A brassy celebration, a rad political gathering, an urban hootenanny — HONK! is all those things and more. It just keeps better better and better. Now in its 11th year, “the energy surrounding the HONK! Festival has been positively infectious, so much so that HONK!, which originated in Somerville, has spawned related festivals in Providence, New York City, Seattle, Eugene, Austin, Pittsburgh, and Detroit, not to mention Wollongong, Australia, and Rio de Janeiro. Participants, including the audience, have reported peak musical moments and life-changing experiences. There is even a Somerville-based School of HONK that carries on the spirit of the Festival all year round.”

This year over two dozen bands will be performing. “Some will be the usual suspects, from all over the US and Canada, who may be familiar, but who always sound fresh. In addition, HONK! has made arrangements to present two new bands from France, La Fanfare Invisible from Paris and Le Pompier Poney Club from Marseille. And as part of HONK!’s continuing commitment to pay tribute to the music and culture of New Orleans, HONK! has invited back by popular demand the The Original Pinettes Brass Band.”

— Bill Marx


Author Events

strangers_in_their_own_land_final

Arlie Russell Hochschild
Strangers in Their Own Land: Anger and Mourning On the American Right
October 4 at 7 p.m.
Porter Square Books, Cambridge MA
Free

There’s a lot of media consternation about the anger and confusion in middle America these days, but what there isn’t a lot of is in-depth explanation for why it exists and how it feels to the people living it.
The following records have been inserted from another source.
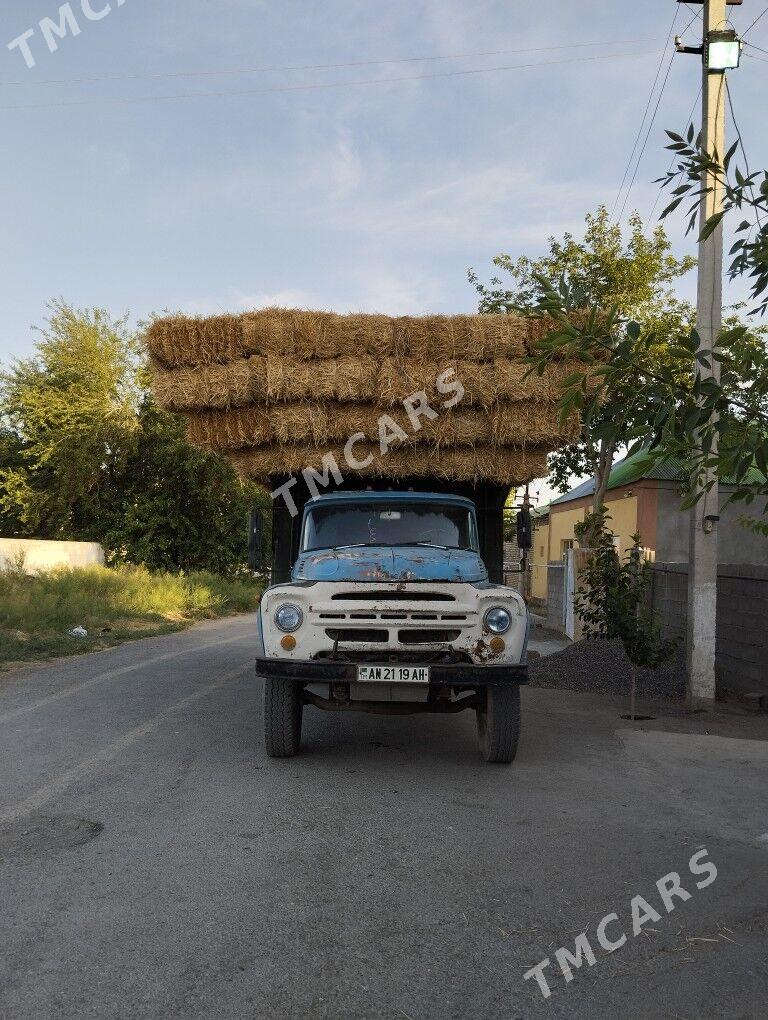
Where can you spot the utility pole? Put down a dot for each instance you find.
(703, 558)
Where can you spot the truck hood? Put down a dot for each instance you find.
(381, 564)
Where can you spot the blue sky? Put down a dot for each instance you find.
(375, 197)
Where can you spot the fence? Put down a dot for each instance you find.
(36, 554)
(741, 651)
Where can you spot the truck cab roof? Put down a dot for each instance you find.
(389, 496)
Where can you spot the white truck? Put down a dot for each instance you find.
(390, 608)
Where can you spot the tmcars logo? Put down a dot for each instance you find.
(54, 29)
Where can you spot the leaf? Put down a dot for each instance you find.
(711, 225)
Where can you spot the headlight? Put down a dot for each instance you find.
(289, 618)
(497, 620)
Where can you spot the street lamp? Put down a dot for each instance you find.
(723, 50)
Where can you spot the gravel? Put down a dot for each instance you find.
(604, 666)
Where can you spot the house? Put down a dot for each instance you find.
(645, 501)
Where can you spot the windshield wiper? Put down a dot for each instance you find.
(409, 545)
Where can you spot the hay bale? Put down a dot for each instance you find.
(524, 422)
(284, 333)
(348, 379)
(186, 341)
(182, 341)
(508, 466)
(235, 385)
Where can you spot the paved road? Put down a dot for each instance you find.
(154, 863)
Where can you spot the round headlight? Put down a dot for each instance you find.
(498, 620)
(289, 618)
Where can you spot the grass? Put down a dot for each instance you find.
(38, 612)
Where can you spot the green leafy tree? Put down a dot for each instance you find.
(710, 428)
(606, 271)
(71, 410)
(176, 507)
(612, 598)
(85, 454)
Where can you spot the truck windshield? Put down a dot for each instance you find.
(388, 524)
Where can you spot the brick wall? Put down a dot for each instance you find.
(741, 619)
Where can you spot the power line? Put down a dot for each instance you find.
(648, 135)
(740, 142)
(645, 114)
(299, 67)
(316, 85)
(752, 46)
(671, 163)
(755, 22)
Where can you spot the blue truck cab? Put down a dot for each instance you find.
(390, 606)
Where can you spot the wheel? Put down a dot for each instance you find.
(283, 716)
(499, 724)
Hochschild is a Berkley sociology professor who climbed down from her ivory tower to listen to and befriend the Trump constituency across the nation in order to see why the very people who need what government can provide hate it so much.

Bill Ayers
Demand the Impossible!: A Radical Manifesto
October 5 at 7 p.m.
Harvard Book Store, Cambridge MA
Free

“For Bill Ayers, it is the freedom of our collective imagination that links the contemporary world—ensconced as it is in pervasive militarism, racist violence, and environmental devastation—to the flourishing of our planet. This is a manifesto that should be read by everyone who wants to believe that ‘another world is possible.’” — Angela Y. Davis

Gillian Thomas
Because of Sex: One Law, Ten Cases, and Fifty Years that Changed American Women’s Lives at Work
October 6 at 7 p.m.
Porter Square Books, Cambridge MA
Free

Most people remember the racial implications of the Civil Rights Act, but it made a considerable impact women’s rights as well: the language of the bill made it illegal to discriminate because of sex. Thomas, a senior staff attorney with the ACLU, tells the stories of the women effected by this moment in history.

Patti Smith
M Train
October 11 at 7 p.m.
Berklee Performance Center, Boston MA
Tickets are $25, including a copy of the book

In case you missed it the first time, the Godmother of Punk will come to read from her new book and perform new material live at Berklee. M Train is the anticipated sequel to her beloved and bestselling memoir Just Kids and tells of her world travels in search of artistic inspiration. The event is co-sponsored by Brookline Booksmith and WBUR, and hosted by Boston’s own Michael Patrick MacDonald, author of the Southie memoir All Souls.